Séisme en Turquie et en Syrie, les réactions sur place d’Églises locales

Florilège de témoignages recueillis les heures suivant le séisme qui a secoué les deux pays et fait des milliers de morts. Vicaire en Turquie, prêtres d’Alep, responsables de Caritas locales, ils racontent la tragédie, et comment l’après s’organise.

Mise à jour le 8 février à 10h50 - Cité du Vatican

Quelque 23 millions de personnes pourraient être touchées par les séismes qui ont secoué le sud-est de la Turquie et le nord de la Syrie, a indiqué mardi l'OMS, promettant son soutien sur le long-terme après l'envoi d'aide d'urgence. Le séisme, suivi de puissantes répliques, a tué plus de 9 500 morts en Turquie et en Syrie, faisant également des milliers de blessés et de sans-abri par un froid glacial, mais le bilan est encore provisoire, mercredi à la mi-journée.

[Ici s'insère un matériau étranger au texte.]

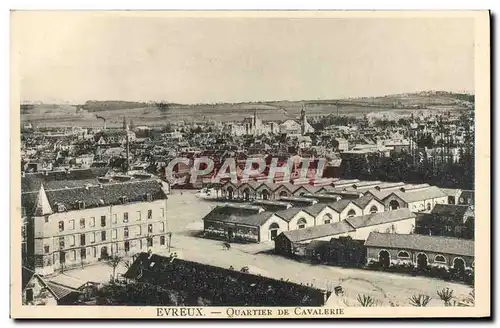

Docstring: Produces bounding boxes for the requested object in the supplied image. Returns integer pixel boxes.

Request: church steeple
[123,117,130,173]
[35,183,52,216]
[300,105,307,135]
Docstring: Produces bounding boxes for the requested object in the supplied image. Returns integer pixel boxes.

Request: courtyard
[64,190,472,306]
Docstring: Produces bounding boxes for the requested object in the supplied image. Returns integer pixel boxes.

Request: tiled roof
[276,207,303,222]
[283,221,355,242]
[352,194,375,208]
[21,180,167,214]
[394,186,446,203]
[279,196,317,204]
[330,199,352,213]
[302,203,329,216]
[219,212,278,227]
[431,204,469,218]
[203,205,263,222]
[441,188,461,196]
[252,200,292,212]
[44,280,81,300]
[365,232,474,257]
[304,240,330,251]
[345,207,416,229]
[21,168,109,192]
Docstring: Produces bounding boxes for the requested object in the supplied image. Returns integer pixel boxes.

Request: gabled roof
[252,199,292,212]
[365,232,474,257]
[345,207,417,229]
[352,194,380,209]
[203,204,264,222]
[330,199,359,213]
[43,279,81,300]
[282,221,355,243]
[302,203,331,216]
[276,207,309,222]
[21,179,167,215]
[219,212,280,227]
[386,186,446,203]
[21,167,109,192]
[440,188,462,196]
[431,204,470,218]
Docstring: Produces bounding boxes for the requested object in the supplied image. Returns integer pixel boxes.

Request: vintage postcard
[10,10,491,319]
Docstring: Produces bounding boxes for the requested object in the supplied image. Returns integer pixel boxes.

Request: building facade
[22,180,169,275]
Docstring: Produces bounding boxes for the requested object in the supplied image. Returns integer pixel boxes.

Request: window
[26,288,34,303]
[398,251,410,259]
[434,255,446,263]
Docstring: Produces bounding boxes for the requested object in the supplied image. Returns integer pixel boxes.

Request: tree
[106,255,123,281]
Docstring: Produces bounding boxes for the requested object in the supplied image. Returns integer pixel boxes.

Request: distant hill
[21,91,474,127]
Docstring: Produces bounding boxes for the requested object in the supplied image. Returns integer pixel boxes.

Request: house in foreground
[365,232,474,271]
[274,208,416,256]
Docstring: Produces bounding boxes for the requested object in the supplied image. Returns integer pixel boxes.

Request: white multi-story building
[22,179,169,274]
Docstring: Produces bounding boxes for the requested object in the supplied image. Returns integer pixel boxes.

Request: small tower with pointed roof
[300,105,307,135]
[34,183,52,216]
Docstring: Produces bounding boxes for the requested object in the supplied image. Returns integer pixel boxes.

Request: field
[65,190,471,306]
[21,94,463,128]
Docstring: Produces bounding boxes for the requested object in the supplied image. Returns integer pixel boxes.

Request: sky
[12,12,474,103]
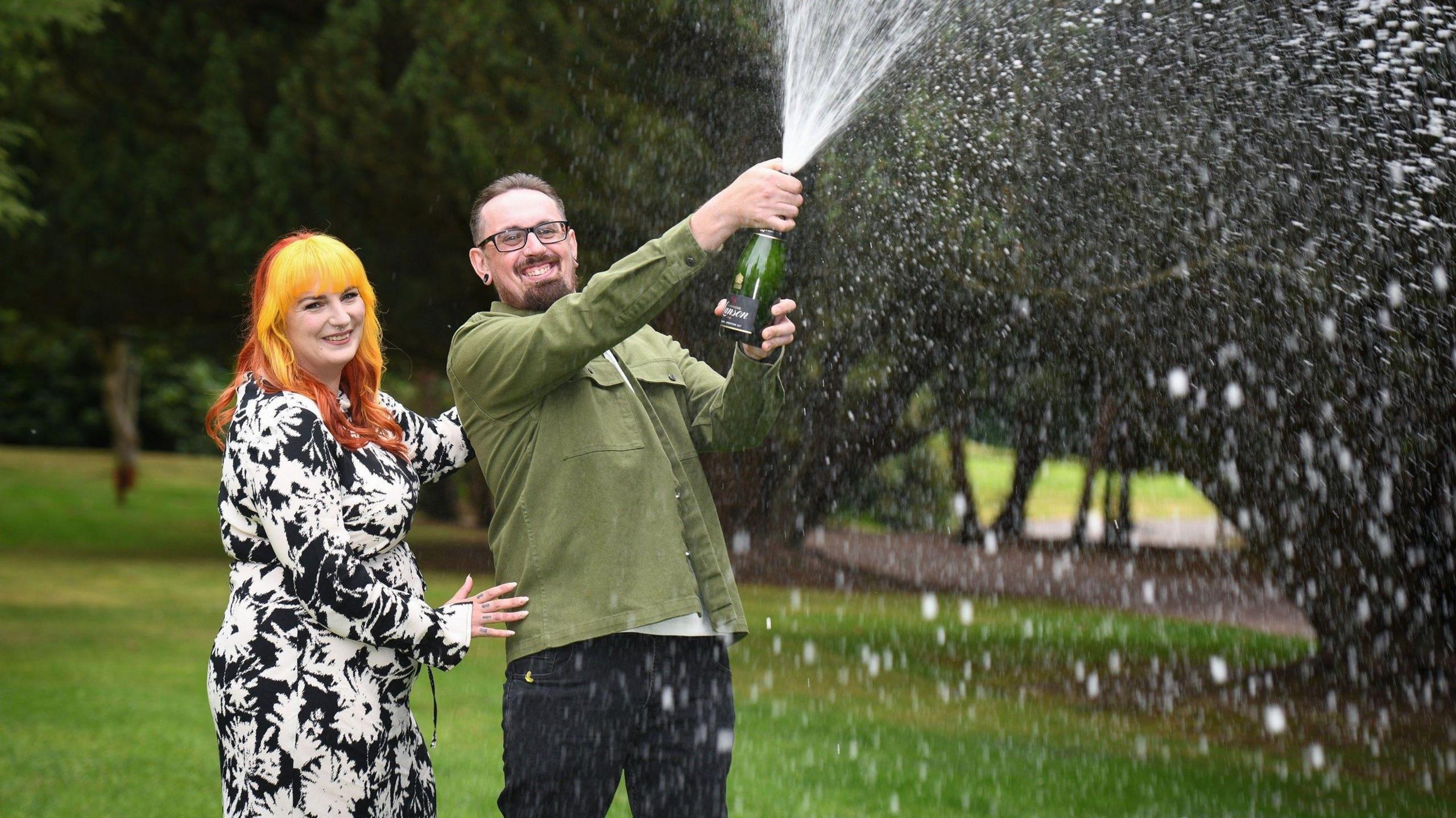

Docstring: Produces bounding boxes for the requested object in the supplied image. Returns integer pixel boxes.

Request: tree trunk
[949,421,983,546]
[991,437,1047,540]
[102,338,141,505]
[1102,468,1117,549]
[1117,466,1133,549]
[1072,396,1117,547]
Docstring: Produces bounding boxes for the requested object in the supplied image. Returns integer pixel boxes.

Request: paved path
[1027,514,1238,549]
[804,528,1313,637]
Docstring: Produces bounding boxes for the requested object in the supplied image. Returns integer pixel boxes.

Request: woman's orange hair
[207,230,409,459]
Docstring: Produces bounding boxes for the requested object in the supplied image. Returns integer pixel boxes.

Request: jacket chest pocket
[632,358,697,460]
[537,358,645,460]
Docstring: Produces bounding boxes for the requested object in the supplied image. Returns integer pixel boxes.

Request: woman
[207,231,526,816]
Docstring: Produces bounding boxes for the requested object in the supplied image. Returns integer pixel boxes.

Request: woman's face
[284,286,364,389]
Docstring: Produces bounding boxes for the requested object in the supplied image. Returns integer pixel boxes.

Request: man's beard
[512,275,571,312]
[502,254,572,312]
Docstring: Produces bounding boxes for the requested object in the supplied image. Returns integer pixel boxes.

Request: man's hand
[687,159,804,250]
[713,298,798,355]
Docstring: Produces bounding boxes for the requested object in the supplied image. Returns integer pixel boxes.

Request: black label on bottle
[719,296,759,336]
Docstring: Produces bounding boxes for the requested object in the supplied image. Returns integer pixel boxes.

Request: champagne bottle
[718,230,783,346]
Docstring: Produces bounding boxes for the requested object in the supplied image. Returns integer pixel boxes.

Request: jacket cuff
[419,603,470,671]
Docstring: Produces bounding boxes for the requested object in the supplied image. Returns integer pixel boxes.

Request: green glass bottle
[718,230,783,346]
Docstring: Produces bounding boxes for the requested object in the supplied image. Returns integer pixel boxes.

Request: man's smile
[521,260,556,281]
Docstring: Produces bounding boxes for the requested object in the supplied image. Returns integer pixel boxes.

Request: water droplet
[1264,704,1289,735]
[920,591,941,620]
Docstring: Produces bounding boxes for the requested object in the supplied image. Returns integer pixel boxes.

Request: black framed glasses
[476,221,571,254]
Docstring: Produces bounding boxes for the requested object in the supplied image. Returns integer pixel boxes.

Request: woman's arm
[242,396,471,670]
[379,392,475,483]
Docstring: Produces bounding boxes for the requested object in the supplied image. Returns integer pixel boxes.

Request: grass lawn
[955,435,1216,522]
[0,553,1453,816]
[0,449,1456,818]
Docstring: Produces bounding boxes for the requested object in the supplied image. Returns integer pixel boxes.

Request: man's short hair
[470,173,566,246]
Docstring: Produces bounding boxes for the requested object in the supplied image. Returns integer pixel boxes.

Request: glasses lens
[495,230,526,250]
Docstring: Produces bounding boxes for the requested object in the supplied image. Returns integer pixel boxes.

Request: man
[447,160,804,818]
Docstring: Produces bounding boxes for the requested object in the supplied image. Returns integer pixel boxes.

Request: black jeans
[497,633,734,818]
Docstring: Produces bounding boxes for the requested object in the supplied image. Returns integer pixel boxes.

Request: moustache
[515,250,561,275]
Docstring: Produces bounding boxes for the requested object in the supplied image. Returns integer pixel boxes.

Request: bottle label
[719,296,759,338]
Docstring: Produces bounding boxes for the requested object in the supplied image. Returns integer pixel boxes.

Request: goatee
[511,278,571,312]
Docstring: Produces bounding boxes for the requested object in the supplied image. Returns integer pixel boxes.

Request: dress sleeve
[245,400,470,670]
[379,392,475,483]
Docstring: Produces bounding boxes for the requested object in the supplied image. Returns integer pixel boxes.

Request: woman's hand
[445,575,530,639]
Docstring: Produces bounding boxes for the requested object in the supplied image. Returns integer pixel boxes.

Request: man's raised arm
[447,160,803,419]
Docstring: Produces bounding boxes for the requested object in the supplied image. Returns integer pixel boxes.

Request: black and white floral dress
[207,380,471,818]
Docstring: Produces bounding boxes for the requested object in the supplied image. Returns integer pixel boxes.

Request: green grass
[0,449,1456,818]
[0,553,1451,816]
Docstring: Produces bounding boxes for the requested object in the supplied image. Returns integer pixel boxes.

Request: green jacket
[447,220,783,661]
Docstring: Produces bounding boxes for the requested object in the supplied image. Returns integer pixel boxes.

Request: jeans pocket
[505,645,571,681]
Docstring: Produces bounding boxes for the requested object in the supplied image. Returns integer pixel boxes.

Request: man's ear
[470,247,491,286]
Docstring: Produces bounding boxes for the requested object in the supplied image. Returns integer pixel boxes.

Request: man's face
[470,189,577,310]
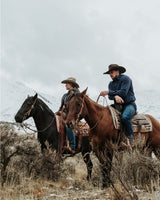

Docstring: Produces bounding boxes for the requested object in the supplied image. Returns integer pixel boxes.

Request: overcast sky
[0,0,160,94]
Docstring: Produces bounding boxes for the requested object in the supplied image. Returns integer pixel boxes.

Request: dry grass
[0,122,160,200]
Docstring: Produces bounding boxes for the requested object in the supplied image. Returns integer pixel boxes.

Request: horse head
[66,88,87,129]
[15,93,38,123]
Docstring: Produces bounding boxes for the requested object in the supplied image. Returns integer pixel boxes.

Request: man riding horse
[57,77,79,154]
[100,64,137,147]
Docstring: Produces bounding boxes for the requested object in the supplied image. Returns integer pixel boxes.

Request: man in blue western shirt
[100,64,137,145]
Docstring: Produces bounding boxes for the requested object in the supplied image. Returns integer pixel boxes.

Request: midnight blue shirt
[108,74,136,104]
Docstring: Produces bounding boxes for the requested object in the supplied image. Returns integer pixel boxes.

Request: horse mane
[37,98,55,116]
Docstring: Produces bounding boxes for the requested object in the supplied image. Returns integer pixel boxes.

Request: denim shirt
[59,87,79,110]
[108,74,136,104]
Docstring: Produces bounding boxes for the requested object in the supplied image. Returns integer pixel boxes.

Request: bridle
[23,98,37,121]
[23,98,54,133]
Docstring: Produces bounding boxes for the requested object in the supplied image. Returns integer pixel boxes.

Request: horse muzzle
[66,121,76,129]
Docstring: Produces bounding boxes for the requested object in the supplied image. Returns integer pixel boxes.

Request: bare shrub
[0,124,62,185]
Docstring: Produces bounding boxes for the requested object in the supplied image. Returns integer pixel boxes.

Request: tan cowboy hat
[103,64,126,74]
[61,77,79,88]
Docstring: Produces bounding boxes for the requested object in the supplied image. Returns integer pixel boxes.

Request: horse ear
[33,93,38,100]
[81,87,88,97]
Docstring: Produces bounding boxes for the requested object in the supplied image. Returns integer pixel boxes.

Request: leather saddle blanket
[109,106,152,133]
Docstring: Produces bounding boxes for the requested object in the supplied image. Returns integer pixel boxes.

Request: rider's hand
[114,95,124,104]
[100,90,109,97]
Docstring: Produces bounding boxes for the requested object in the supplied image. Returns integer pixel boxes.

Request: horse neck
[33,100,53,130]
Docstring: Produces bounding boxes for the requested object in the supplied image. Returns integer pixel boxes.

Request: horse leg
[153,147,160,160]
[81,137,93,181]
[82,152,93,181]
[98,149,113,188]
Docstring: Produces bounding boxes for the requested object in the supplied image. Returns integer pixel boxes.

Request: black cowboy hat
[61,77,79,88]
[103,64,126,74]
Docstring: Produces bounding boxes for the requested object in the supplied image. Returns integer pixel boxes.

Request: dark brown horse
[15,94,93,180]
[66,89,160,187]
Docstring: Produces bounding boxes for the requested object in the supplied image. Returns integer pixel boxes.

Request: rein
[75,95,108,130]
[22,118,54,133]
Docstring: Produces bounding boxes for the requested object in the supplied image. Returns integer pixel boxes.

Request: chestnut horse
[66,89,160,187]
[15,94,93,180]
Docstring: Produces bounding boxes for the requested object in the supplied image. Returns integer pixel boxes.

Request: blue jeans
[121,103,137,143]
[66,127,76,150]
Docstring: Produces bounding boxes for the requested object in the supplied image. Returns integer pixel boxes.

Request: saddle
[109,106,152,133]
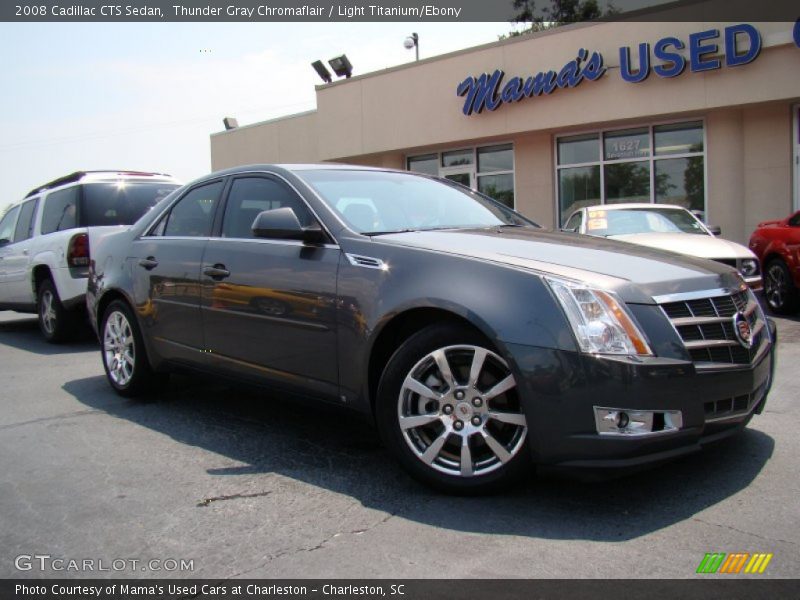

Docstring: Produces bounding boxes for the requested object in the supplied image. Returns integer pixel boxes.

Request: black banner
[0,576,800,600]
[0,0,800,22]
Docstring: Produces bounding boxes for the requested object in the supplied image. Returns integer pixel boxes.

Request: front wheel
[764,259,798,315]
[100,300,165,397]
[376,325,529,493]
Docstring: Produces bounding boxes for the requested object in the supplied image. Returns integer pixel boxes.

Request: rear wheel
[100,300,166,397]
[376,325,530,493]
[764,258,798,315]
[36,279,78,344]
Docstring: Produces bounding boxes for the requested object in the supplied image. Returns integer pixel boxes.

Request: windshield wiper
[361,229,419,236]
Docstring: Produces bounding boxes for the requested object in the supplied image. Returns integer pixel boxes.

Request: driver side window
[153,181,223,237]
[564,212,583,233]
[0,206,19,244]
[222,177,314,239]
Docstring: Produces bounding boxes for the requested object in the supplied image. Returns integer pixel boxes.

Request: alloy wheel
[397,345,527,477]
[103,310,136,386]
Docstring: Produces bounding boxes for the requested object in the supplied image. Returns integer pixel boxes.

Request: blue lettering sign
[456,48,606,115]
[456,69,503,115]
[653,37,686,77]
[619,44,650,83]
[689,29,720,73]
[725,23,761,67]
[794,19,800,48]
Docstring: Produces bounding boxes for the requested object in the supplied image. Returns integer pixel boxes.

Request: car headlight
[545,277,653,356]
[739,258,758,277]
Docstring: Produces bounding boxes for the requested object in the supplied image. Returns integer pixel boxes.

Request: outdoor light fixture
[328,54,353,78]
[403,33,419,60]
[311,60,333,83]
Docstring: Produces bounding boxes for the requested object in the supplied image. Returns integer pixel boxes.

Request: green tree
[500,0,619,40]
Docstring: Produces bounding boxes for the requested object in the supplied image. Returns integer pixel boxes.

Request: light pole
[403,33,419,60]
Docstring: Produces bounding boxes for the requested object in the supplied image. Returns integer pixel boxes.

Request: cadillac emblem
[733,312,753,350]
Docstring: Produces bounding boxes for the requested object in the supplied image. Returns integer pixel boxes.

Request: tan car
[563,203,762,291]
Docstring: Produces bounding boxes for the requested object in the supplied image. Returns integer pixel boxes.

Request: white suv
[0,171,180,342]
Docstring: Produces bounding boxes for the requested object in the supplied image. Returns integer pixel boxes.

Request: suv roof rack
[25,169,172,198]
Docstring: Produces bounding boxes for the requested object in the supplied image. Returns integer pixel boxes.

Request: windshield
[80,181,178,227]
[586,208,708,237]
[297,169,536,235]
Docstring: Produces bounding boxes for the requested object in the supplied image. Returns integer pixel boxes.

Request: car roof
[25,169,180,199]
[582,202,686,210]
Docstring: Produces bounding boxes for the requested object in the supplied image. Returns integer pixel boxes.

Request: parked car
[87,165,775,491]
[0,171,179,342]
[750,211,800,314]
[564,203,762,291]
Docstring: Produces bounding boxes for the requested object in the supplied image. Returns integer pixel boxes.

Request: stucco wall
[211,22,800,242]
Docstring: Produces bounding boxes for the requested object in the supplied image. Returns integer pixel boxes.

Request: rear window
[80,181,178,227]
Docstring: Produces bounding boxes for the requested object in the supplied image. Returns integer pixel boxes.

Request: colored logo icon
[697,552,773,575]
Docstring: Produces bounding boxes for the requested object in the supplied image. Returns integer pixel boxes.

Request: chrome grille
[661,290,767,366]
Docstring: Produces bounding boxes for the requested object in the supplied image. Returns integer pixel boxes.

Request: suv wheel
[36,279,74,344]
[764,259,798,315]
[376,325,529,493]
[100,300,166,397]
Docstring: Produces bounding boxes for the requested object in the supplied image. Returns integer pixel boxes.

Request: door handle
[139,256,158,271]
[203,263,231,280]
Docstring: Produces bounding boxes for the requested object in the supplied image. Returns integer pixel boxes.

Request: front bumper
[509,321,776,469]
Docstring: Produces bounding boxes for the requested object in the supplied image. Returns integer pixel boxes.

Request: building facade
[211,21,800,242]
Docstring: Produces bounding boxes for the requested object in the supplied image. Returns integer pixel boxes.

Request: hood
[610,233,755,260]
[373,227,741,303]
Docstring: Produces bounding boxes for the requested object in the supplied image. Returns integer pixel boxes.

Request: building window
[556,121,705,224]
[406,144,514,208]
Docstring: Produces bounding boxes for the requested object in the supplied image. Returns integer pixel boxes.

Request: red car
[750,211,800,314]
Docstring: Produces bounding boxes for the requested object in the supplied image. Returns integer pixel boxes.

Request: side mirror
[250,206,327,244]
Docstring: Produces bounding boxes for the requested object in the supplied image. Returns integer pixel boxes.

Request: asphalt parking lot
[0,312,800,578]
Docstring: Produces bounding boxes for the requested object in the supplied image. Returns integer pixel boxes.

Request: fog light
[594,406,683,436]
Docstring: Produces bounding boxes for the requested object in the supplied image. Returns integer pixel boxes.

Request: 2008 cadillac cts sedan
[88,165,775,491]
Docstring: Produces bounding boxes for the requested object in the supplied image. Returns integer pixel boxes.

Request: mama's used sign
[456,21,764,115]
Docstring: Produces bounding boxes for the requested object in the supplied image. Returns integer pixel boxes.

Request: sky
[0,22,511,212]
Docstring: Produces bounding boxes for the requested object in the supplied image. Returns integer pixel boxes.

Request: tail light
[67,233,89,267]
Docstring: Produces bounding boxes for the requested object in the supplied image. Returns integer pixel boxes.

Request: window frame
[553,116,710,229]
[222,172,318,241]
[39,182,83,235]
[13,196,40,243]
[141,177,223,240]
[404,140,517,211]
[0,204,22,246]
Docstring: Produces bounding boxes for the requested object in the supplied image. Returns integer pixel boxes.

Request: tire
[100,300,168,398]
[36,279,78,344]
[375,324,531,494]
[764,258,798,315]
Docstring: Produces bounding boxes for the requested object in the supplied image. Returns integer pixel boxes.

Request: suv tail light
[67,233,89,267]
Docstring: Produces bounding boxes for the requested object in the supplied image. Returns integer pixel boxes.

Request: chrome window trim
[208,237,340,250]
[219,170,339,246]
[345,253,386,271]
[139,170,344,248]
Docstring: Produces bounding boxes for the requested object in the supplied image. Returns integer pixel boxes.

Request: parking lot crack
[197,490,272,506]
[0,409,103,431]
[227,513,395,580]
[692,517,797,546]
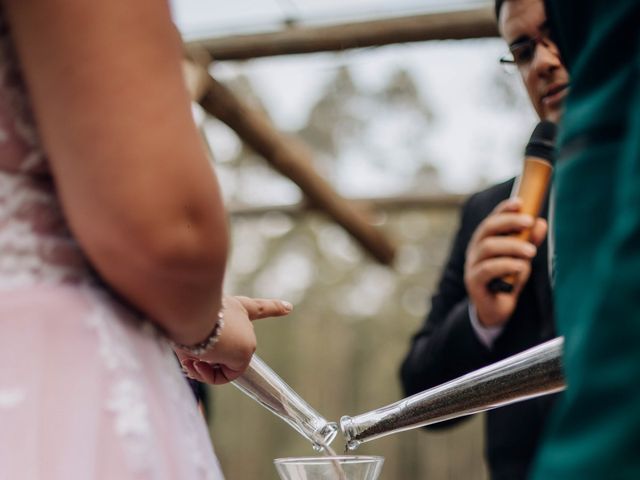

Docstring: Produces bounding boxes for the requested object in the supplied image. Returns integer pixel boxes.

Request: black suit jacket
[401,179,557,480]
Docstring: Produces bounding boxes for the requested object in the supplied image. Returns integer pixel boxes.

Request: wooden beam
[187,7,498,60]
[185,59,395,265]
[228,193,468,217]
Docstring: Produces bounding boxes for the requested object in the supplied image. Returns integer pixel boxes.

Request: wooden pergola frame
[184,8,498,265]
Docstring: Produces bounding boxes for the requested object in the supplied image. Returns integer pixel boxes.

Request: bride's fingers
[234,297,293,320]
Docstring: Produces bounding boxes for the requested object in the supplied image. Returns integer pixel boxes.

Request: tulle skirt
[0,286,223,480]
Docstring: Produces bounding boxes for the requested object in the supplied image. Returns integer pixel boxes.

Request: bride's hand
[176,296,292,385]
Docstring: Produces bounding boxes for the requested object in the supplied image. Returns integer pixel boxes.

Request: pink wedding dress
[0,11,222,480]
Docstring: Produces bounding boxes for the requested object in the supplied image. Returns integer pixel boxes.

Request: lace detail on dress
[87,290,153,472]
[86,288,216,480]
[0,10,91,289]
[163,342,217,480]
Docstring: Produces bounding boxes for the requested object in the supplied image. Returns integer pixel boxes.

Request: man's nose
[531,40,561,75]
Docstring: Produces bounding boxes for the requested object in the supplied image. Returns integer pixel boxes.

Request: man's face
[498,0,569,123]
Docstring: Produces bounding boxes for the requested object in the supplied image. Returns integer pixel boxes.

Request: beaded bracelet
[170,306,224,357]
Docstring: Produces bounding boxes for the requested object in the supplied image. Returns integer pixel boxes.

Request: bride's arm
[2,0,232,348]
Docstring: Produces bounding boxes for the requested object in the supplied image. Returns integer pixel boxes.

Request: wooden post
[185,59,395,265]
[187,7,498,60]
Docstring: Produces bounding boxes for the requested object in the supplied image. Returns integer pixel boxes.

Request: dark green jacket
[533,0,640,480]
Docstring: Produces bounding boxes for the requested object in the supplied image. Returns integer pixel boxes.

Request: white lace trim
[85,288,219,480]
[0,171,91,289]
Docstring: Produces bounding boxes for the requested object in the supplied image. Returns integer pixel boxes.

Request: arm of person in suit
[401,195,546,430]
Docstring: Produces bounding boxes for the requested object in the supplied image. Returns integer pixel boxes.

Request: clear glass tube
[273,455,384,480]
[232,355,338,451]
[340,337,565,450]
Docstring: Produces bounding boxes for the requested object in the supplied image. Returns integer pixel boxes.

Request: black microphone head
[524,120,558,165]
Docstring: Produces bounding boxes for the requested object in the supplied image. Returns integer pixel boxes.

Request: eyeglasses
[500,28,558,72]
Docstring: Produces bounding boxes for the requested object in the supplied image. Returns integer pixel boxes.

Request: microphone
[487,120,558,293]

Dans la nuit de dimanche à lundi, un fort tremblement de terre, de magnitude 7,8, s'est produit entre le sud de la Turquie et le nord de la Syrie. De nombreux bâtiments se sont effondrés dans des dizaines de villes des deux pays, dont le château de Gaziantep en Turquie. Tout cela dans un contexte difficile, à la fois à cause de la présence de nombreux réfugiés, mais aussi à cause des froides températures de l'hiver. Les connexions sont rompues, l'aide est donc lente à arriver, malgré les efforts des autorités locales et de la communauté internationale. Caritas Europe se mobilise pour venir en aide à la population, la Conférence épiscopale italienne a déjà prévu 500 000 euros comme première aide.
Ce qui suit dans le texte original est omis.